Dean, Patricia Sacht. January 1993 (has links)
Very little has been written about the physician-patient interaction from the perspectives of individuals with severe disabilities. It has been reported that satisfaction with the physician-patient relationship can affect continuity of care and compliance with therapeutic regimens. While it is feasible that these issues could be of less consequence to the health of patients who are non-disabled, discontinuity of care or noncompliance with treatment plans could result in critical, life-threatening situations for individuals with severe disabilities. This study explored factors of the physician-patient interaction that are important from the perspective of individuals with severe disabilities. Research questions addressed the nature of the interaction, similarity with factors considered fundamental by individuals without disabilities, and whether there were factors important to individuals with severe disabilities that previously had not been reported in the patient satisfaction literature. The six individuals selected to participate in the study represented a range of disabilities that met the Rehabilitation Services Administration (RSA) criteria to be considered severe: blind, cerebral palsy, deaf, post-polio, spinal cord injured, and systemic lupus erythematosus. These participants also met all criteria as "key informants" for the purpose of qualitative research.
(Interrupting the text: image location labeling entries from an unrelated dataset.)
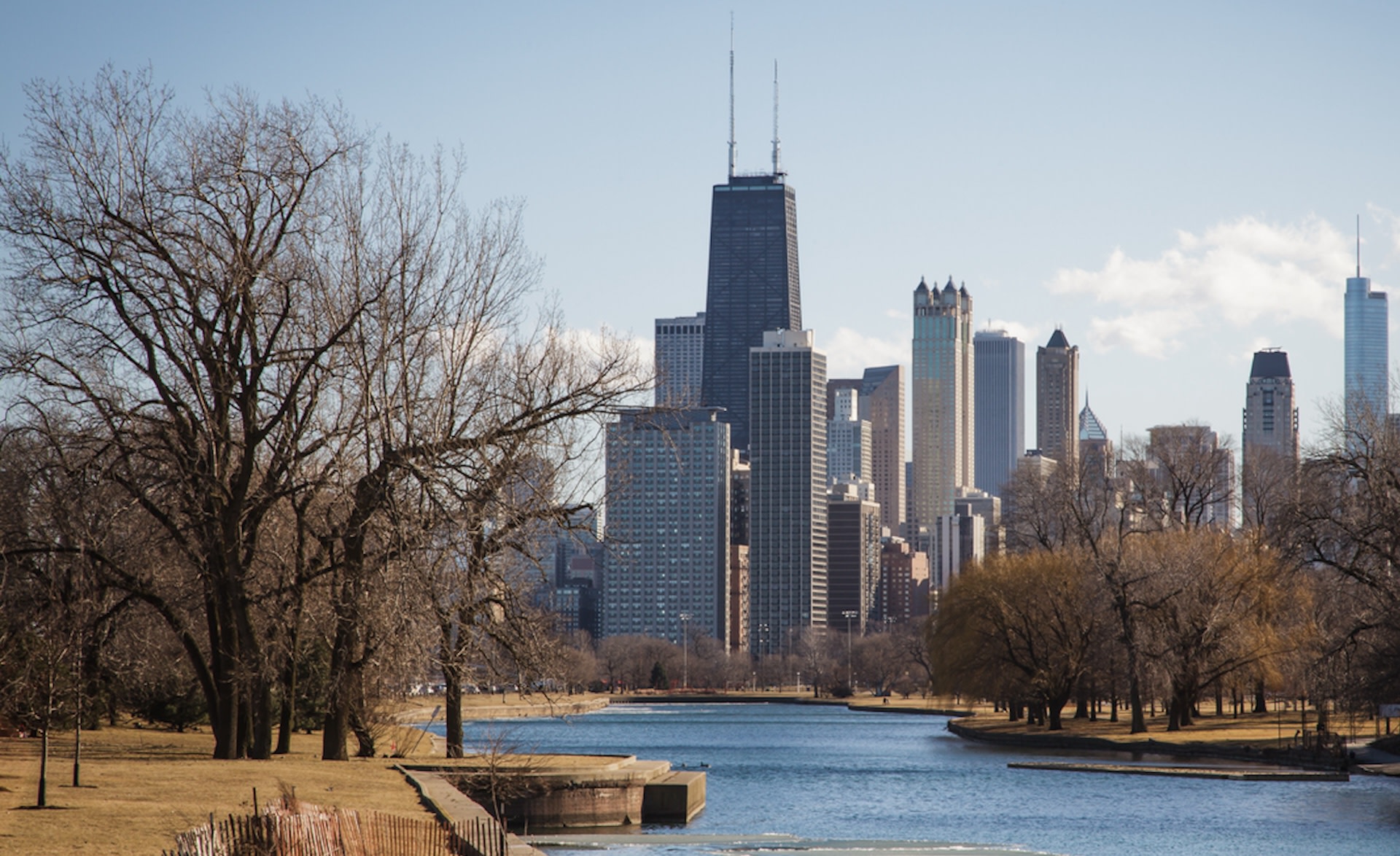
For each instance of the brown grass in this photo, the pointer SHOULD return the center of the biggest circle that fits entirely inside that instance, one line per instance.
(141, 786)
(1259, 731)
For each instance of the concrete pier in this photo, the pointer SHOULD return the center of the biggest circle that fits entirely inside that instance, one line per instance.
(576, 790)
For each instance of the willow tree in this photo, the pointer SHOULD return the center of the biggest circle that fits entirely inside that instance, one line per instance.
(1022, 624)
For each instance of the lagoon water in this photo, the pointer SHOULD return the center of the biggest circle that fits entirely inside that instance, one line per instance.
(846, 782)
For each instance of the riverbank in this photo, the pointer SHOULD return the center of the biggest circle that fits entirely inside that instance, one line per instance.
(1251, 737)
(141, 786)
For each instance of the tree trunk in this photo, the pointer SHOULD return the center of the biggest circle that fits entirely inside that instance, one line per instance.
(365, 737)
(1136, 704)
(453, 707)
(289, 704)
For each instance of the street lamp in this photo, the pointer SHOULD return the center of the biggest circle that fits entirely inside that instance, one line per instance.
(685, 652)
(850, 680)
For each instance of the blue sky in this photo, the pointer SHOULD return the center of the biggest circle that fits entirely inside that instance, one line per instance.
(1175, 185)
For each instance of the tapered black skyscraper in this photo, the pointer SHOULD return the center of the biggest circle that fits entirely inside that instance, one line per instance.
(753, 278)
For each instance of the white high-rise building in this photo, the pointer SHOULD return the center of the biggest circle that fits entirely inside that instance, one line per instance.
(847, 440)
(680, 359)
(788, 500)
(1001, 407)
(1269, 443)
(943, 415)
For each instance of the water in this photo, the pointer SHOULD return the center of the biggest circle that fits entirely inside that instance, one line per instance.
(832, 777)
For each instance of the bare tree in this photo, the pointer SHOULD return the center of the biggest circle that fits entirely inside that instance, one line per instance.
(1345, 524)
(1024, 623)
(300, 360)
(1224, 607)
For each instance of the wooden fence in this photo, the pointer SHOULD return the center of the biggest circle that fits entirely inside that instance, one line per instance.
(313, 831)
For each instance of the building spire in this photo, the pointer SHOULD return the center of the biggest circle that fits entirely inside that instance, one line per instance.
(777, 147)
(731, 96)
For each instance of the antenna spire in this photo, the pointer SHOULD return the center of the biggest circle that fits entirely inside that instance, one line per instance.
(731, 96)
(777, 147)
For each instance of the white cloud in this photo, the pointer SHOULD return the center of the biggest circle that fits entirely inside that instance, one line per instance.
(1028, 334)
(849, 352)
(1238, 272)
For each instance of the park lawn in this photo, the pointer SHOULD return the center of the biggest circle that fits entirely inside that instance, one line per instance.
(1258, 731)
(140, 786)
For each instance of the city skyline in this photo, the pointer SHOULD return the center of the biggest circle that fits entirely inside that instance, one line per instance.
(1172, 216)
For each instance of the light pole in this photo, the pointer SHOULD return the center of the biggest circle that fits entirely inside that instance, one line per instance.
(685, 652)
(850, 670)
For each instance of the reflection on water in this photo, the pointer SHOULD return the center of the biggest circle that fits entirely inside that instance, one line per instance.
(835, 781)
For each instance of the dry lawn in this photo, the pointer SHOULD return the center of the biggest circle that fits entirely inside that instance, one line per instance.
(1259, 731)
(141, 786)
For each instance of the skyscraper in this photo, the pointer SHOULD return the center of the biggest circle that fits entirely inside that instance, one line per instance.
(847, 439)
(753, 282)
(1001, 407)
(1366, 354)
(668, 524)
(1057, 395)
(680, 359)
(943, 421)
(882, 405)
(879, 402)
(1269, 440)
(853, 556)
(1095, 445)
(788, 512)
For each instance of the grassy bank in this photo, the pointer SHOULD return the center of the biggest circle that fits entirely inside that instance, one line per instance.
(140, 785)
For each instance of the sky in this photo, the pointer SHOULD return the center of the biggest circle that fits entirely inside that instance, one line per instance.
(1172, 185)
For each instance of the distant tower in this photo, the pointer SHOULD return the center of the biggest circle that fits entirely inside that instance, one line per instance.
(1001, 407)
(1366, 352)
(943, 421)
(753, 278)
(788, 502)
(1269, 442)
(668, 524)
(882, 405)
(1095, 445)
(853, 556)
(847, 439)
(680, 360)
(1057, 395)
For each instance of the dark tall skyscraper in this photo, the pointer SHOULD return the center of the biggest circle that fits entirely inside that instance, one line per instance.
(753, 279)
(1000, 392)
(752, 287)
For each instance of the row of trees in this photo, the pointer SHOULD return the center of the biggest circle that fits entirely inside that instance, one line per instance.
(1120, 586)
(278, 402)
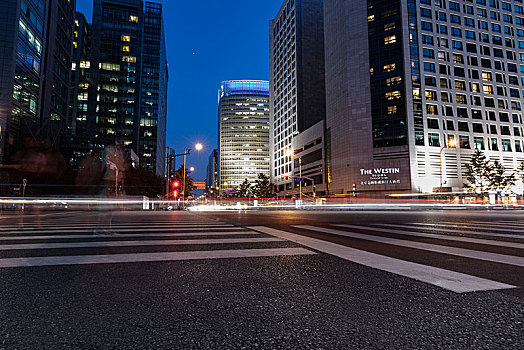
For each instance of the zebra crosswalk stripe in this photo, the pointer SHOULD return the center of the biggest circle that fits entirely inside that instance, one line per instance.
(435, 228)
(446, 279)
(436, 236)
(465, 253)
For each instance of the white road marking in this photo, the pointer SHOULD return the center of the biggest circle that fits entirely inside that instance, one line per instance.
(436, 236)
(31, 246)
(149, 257)
(436, 227)
(465, 253)
(450, 280)
(134, 229)
(132, 235)
(477, 226)
(94, 224)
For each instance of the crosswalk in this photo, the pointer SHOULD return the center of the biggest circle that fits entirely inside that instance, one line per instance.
(152, 238)
(461, 257)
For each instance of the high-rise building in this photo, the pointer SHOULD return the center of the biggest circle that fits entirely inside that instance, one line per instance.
(413, 87)
(212, 174)
(297, 91)
(123, 77)
(243, 132)
(79, 138)
(36, 37)
(57, 69)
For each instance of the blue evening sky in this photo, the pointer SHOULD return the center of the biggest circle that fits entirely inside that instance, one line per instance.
(208, 41)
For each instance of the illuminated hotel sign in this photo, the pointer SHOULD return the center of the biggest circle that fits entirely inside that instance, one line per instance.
(380, 176)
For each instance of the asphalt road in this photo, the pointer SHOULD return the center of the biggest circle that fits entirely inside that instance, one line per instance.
(267, 280)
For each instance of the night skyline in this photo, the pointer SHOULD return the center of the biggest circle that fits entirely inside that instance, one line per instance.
(199, 61)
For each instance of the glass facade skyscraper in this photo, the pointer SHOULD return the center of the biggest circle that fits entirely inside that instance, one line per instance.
(35, 41)
(413, 87)
(243, 132)
(296, 69)
(125, 97)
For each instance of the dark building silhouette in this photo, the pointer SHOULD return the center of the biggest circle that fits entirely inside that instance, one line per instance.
(297, 93)
(36, 43)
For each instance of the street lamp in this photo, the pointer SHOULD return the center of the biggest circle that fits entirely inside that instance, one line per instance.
(198, 147)
(113, 166)
(452, 143)
(292, 154)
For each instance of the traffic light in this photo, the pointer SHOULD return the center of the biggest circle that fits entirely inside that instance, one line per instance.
(175, 188)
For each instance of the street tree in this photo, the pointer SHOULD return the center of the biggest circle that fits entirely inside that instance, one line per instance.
(499, 181)
(244, 190)
(262, 187)
(478, 172)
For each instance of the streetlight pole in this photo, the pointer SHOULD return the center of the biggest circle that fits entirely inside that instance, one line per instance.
(451, 144)
(169, 152)
(113, 166)
(300, 175)
(198, 147)
(186, 152)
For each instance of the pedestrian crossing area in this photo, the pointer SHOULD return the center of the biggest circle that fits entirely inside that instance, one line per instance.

A qualitative design was selected, employing two in-depth ethnographic interviews with each participant to elicit responses to focused, open-ended questions about the physician-patient interaction. The questions were patterned after those used in the development of the Smith-Falvo Patient-Doctor Interaction Scale (PDIS). Permission from the senior author was granted for "fair use" of the PDIS, and the related findings were used as comparison measures to responses of participants in this study. Findings of this research indicate that the interactional dynamics (eye contact, greeting, familiarity and evidence of respect) of first impressions for each individual in the physician-patient dyad influence to a large degree whether a satisfactory relationship can be established. In addition, participants with severe disabilities need to be considered by their physicians as equal partners in the management of their health care.